Porsche driver Duarte Fraga may find the law on his side – but nowhere in this bizarre story involving an unspecified number of wild boar flying through the air to their deaths does anyone seem to have spared a thought for the animals.
This latest road horror took place on the A2 motorway just outside Grândola. It was 3.45am and Duarte Fraga was driving his swanky Porsche Panamera – at an unknown speed – towards Lisbon.
According to one news report, he suddenly felt a “bump on the left side and then saw two wild boar flying through the air”.
Another report talks about a bus in front of him having hit three of a wandering group of six boar, which were then “projected” against the northbound Porsche.
Whatever the details, the pigs came off worse – while the Porsche (starting price €94,000) suffered damages to the tune of €7,000. No one was hurt in the incident.
Duarte Fraga, described as a car salesman, is now trying to get compensation from Brisa, the company in charge of the motorway.
He says shoddy fencing caused the boar to get access to the road – and that Brisa’s maintenance is therefore at fault.
Deco backs him up, affirming that “when a consumer pays for a road toll, he is buying a service that assures comfort, speed and safety”.
But Brisa is apparently having none of it. Quoted in the Portuguese press, the company has rejected any notion of blame saying it “complied with its obligation to upkeep the road and its respective equipment and infrastructures” and that the “entry of the animals … was not a result of any lack of compliance with obligations”.

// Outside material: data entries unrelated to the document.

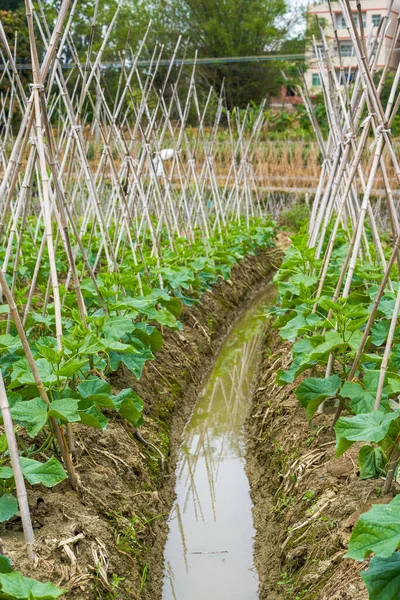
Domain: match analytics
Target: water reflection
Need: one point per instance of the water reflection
(209, 552)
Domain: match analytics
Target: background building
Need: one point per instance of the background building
(373, 11)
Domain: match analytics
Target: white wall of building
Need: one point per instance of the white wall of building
(372, 11)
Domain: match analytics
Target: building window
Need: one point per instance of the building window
(318, 50)
(316, 81)
(341, 23)
(346, 49)
(376, 19)
(346, 77)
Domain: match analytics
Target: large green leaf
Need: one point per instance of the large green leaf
(96, 391)
(377, 531)
(92, 417)
(71, 366)
(332, 341)
(8, 507)
(6, 473)
(65, 409)
(369, 427)
(32, 414)
(130, 406)
(116, 326)
(371, 460)
(5, 564)
(48, 474)
(291, 330)
(15, 585)
(383, 578)
(379, 332)
(133, 362)
(314, 390)
(361, 401)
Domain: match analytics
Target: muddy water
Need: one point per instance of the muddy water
(209, 551)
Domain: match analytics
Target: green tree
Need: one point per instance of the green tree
(226, 29)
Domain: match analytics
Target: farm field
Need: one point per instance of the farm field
(199, 341)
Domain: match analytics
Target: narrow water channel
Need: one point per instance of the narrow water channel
(209, 551)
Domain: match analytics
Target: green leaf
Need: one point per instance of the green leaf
(116, 327)
(368, 427)
(377, 531)
(314, 390)
(333, 340)
(6, 473)
(65, 409)
(48, 474)
(94, 387)
(9, 342)
(130, 406)
(379, 332)
(71, 366)
(15, 585)
(3, 439)
(133, 362)
(371, 460)
(51, 354)
(8, 507)
(5, 564)
(291, 330)
(32, 414)
(361, 401)
(92, 417)
(383, 578)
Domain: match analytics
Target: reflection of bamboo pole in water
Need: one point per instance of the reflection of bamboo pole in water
(191, 488)
(233, 388)
(208, 460)
(182, 533)
(170, 575)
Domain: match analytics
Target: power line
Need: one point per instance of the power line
(186, 62)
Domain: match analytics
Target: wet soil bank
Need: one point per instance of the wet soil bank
(107, 541)
(306, 501)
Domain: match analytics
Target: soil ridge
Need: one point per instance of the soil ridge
(107, 541)
(306, 501)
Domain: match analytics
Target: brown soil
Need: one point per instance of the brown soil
(296, 482)
(107, 541)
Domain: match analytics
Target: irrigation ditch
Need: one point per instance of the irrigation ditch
(111, 538)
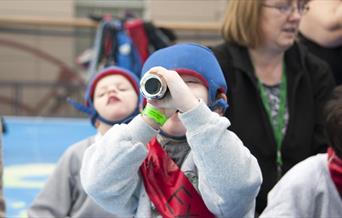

As for the animals, there were allegedly six of them. Three got away and, with any luck, will steer clear of the A2 and Porsche Panameras.
Brisa paid up in similar accident in 1999
As Fraga pursues Brisa for compensation, the Resident has found at least one other case where the road company has been ordered to pay-up over wild boar wandering on the motorway.
In 2009, the Tribunal de Alenquer found Brisa guilty of “not fulfilling its obligations to guarantee safe road travel” in the tragic case of a young woman driver, who died after her car hit a wild boar on the A1.
The parents of the girl told Lusa that they had tried for years to get compensation from Brisa, who had initially “refuted any responsibility for the accident”.
The dead girl’s father added that anyone who received similar treatment from Brisa in future should “have the courage” to go forwards and fight for compensation.